Why, oh why are we stuck with such terrible power technology for laptops?  No matter how many $120 laptop batteries you buy, they end up the same way with a bit of travel and a lot of usage – lying through their lithium-ion teeth about how much time you really have, as if the promise of around two hours fully charged was enough in the first place.  But the current battery in my Dell 8500 has developed a fairly nasty decay curve; long about the time it should have 1/4 power left, it plunges rapidly and no power.  I’m comfortable here at the Allegro(1), and in a mood to write, and the battery icon is beginning its one-way trip to oblivion, and I forgot to bring the charger. 

My kingdom for a truly capacious battery or – dare we dream…a fuel cell? 

(1)  The Allegro is Seattle’s oldest coffeehouse, given the demise of the Last Exit, and my office away from the office since 1983.  It’s between University Avenue and 15th, overlooking the new law school and Denny Hall, adjacent to the UW campus.  Highly recommended:  the single short latte, which is "old school" – good balance between coffee and milk, fairly thick and bitter.  Before it was renamed about (five?) years ago, the Allegro referred to this by its proper name:  "au lait."
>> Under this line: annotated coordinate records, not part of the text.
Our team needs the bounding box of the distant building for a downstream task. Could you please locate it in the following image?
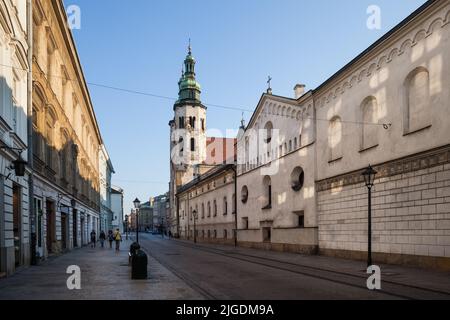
[139,198,154,231]
[0,1,31,278]
[111,186,123,232]
[153,194,169,231]
[98,145,114,231]
[169,1,450,270]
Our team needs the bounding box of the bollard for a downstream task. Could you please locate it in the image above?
[131,249,148,280]
[128,242,141,265]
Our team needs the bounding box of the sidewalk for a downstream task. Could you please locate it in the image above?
[0,241,203,300]
[173,239,450,294]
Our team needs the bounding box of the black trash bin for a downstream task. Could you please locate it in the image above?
[128,242,141,264]
[131,249,148,280]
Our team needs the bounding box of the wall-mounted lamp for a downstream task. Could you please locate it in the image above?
[0,146,28,177]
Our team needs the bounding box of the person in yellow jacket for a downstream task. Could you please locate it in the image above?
[114,229,122,251]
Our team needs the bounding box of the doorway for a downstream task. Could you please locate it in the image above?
[72,209,78,248]
[262,228,272,242]
[61,213,68,250]
[34,198,44,257]
[80,217,85,246]
[13,184,22,268]
[46,200,56,254]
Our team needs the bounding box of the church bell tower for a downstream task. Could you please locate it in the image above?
[169,43,206,219]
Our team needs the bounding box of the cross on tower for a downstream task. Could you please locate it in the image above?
[267,76,272,94]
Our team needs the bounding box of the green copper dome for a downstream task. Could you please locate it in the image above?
[175,45,201,106]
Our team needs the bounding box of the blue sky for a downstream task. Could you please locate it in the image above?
[64,0,425,213]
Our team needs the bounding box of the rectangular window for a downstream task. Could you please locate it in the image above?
[295,211,305,228]
[242,218,248,230]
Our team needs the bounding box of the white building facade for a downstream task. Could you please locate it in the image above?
[0,1,30,276]
[314,1,450,269]
[171,0,450,270]
[98,145,114,232]
[111,186,124,233]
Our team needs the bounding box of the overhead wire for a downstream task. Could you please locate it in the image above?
[0,64,392,130]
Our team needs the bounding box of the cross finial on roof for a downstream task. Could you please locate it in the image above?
[267,76,272,94]
[241,112,245,129]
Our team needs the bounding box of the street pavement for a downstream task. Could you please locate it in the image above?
[0,233,450,300]
[140,235,450,300]
[0,241,202,300]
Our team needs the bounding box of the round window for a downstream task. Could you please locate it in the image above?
[241,186,248,203]
[291,167,305,191]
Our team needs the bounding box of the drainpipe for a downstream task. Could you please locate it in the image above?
[231,164,237,247]
[27,0,37,265]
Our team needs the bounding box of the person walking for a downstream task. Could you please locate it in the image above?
[91,230,97,248]
[100,230,106,248]
[114,229,122,251]
[108,230,114,249]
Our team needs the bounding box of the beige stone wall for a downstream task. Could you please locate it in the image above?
[238,95,317,247]
[314,1,450,265]
[33,0,101,211]
[314,1,450,180]
[178,170,235,240]
[318,152,450,258]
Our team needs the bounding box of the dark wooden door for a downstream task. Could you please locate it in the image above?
[46,200,56,253]
[72,209,78,248]
[13,185,22,267]
[61,213,68,250]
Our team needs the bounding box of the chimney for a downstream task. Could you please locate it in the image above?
[294,84,306,99]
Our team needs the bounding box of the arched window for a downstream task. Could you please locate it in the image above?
[264,121,273,143]
[231,193,236,214]
[178,117,184,129]
[361,97,378,150]
[291,167,305,191]
[45,110,55,169]
[60,130,70,181]
[223,197,228,216]
[178,137,184,157]
[404,67,431,133]
[241,186,248,203]
[263,176,272,210]
[328,117,342,161]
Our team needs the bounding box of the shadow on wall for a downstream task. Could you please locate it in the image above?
[32,85,100,211]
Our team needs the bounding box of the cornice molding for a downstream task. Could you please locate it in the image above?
[315,3,450,108]
[316,145,450,192]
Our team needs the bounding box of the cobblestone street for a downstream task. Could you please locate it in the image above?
[0,233,450,300]
[0,241,202,300]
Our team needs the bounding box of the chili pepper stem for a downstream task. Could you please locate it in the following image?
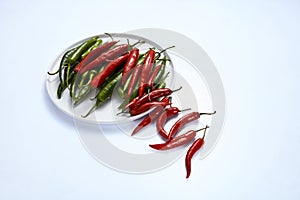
[47,69,59,76]
[104,33,114,41]
[81,102,100,118]
[199,111,216,116]
[128,40,145,49]
[179,108,191,112]
[172,86,182,92]
[116,111,129,115]
[200,125,209,140]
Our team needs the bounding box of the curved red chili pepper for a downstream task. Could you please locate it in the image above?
[149,127,207,150]
[129,101,171,116]
[122,48,139,85]
[125,65,142,99]
[168,111,216,140]
[147,64,163,90]
[131,97,170,135]
[90,53,129,88]
[74,41,118,72]
[125,87,182,109]
[139,49,155,97]
[78,44,129,74]
[185,126,208,178]
[156,107,180,139]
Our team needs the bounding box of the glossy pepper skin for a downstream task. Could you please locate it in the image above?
[90,53,129,88]
[139,49,155,97]
[156,107,180,139]
[149,128,206,150]
[129,101,171,116]
[125,65,142,99]
[69,36,98,65]
[168,111,216,140]
[126,88,173,109]
[147,64,163,90]
[185,126,208,178]
[131,97,170,135]
[75,41,117,72]
[122,48,139,85]
[78,44,129,74]
[81,71,122,118]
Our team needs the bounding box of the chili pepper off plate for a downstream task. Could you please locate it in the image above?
[46,34,174,124]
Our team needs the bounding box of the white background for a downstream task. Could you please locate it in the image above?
[0,0,300,200]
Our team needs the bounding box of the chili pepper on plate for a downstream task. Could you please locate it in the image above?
[129,101,171,116]
[75,41,117,72]
[147,64,163,93]
[78,44,129,74]
[185,126,208,178]
[81,71,122,118]
[74,53,128,105]
[149,127,209,150]
[90,53,129,88]
[122,48,139,85]
[168,111,216,140]
[125,65,142,99]
[139,49,155,97]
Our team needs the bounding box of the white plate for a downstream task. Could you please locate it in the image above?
[46,34,174,124]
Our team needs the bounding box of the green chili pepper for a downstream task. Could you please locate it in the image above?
[82,70,98,86]
[69,36,98,65]
[118,87,125,99]
[81,39,102,59]
[154,57,166,83]
[157,82,166,89]
[81,73,122,118]
[118,88,139,112]
[58,47,78,86]
[56,73,75,99]
[74,85,92,106]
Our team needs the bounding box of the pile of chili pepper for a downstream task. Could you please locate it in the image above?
[125,93,216,178]
[48,35,216,178]
[48,35,172,117]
Book #23: Toast, by Charles Stross

I’ve got a bit of a backlog to post about; after returning from New Haven I went fairly heads-down at work doing something I rarely get to do anymore: be a full time engineer. Much of my time at Network Clarity is spent doing a variety of things, as often happens to founders at startup companies – a bit of sales here, a bit of dev management there, throw in some financing activity occasionally, documentation, internal IT tasks, product management, and very occasionally, I work on some aspects of the product itself.

So I’ve been writing code and thoroughly enjoying myself, mostly because it’s a change of pace. This has meant less writing of late, but I certainly do have things to write about. At the moment, I want to comment on Stross’s story collection, Toast. Stross is quickly becoming one of my favorite contemporary science fiction authors, combining as he does an intense geek sensibility with some fairly serious physics and a keen political eye. The real gem in Toast is “Big Brother Iron,” a truly amazing look at the world of Orwell’s 1984 in its third generation of Party leadership and well into the computer age. The story is far more than just entertainment; Stross continues Orwell’s story in a way that perhaps Orwell himself would not have been capable, given his relative lack of scientific sophistication. In the world of Big Brother Iron, the third generation of leadership has rotted from the inside, with Inner Party members (and many of the technologists upon whom the Inner Party now depends) belonging to a shadowy “Organization” which is little more than an organized crime family. Faced with the choice of continuing the ideological purity of the first and second generations of Party leadership, or working seriously to change their society, many in the Inner Party have chosen a third path – lives of quiet corruption and luxury. This softening and corruption has also led to a far more robust Resistance than existed during Orwell’s depiction of the “young” Oceania and Party, and predictably the Resistance and Organization vie for control over power (each to their own ends) by jockeying for control over technology – over information itself. Given that I was reading Larry Lessig concurrently, I didn’t know whether to be amused or frightened.

Other stories well worth reading in this collection are “Antibodies” and the whimsically caffeinated “Extracts from the Club Diary.” Not all of the stories are up to Stross’s current standards, but this is worth owning simply for “Big Brother Iron.”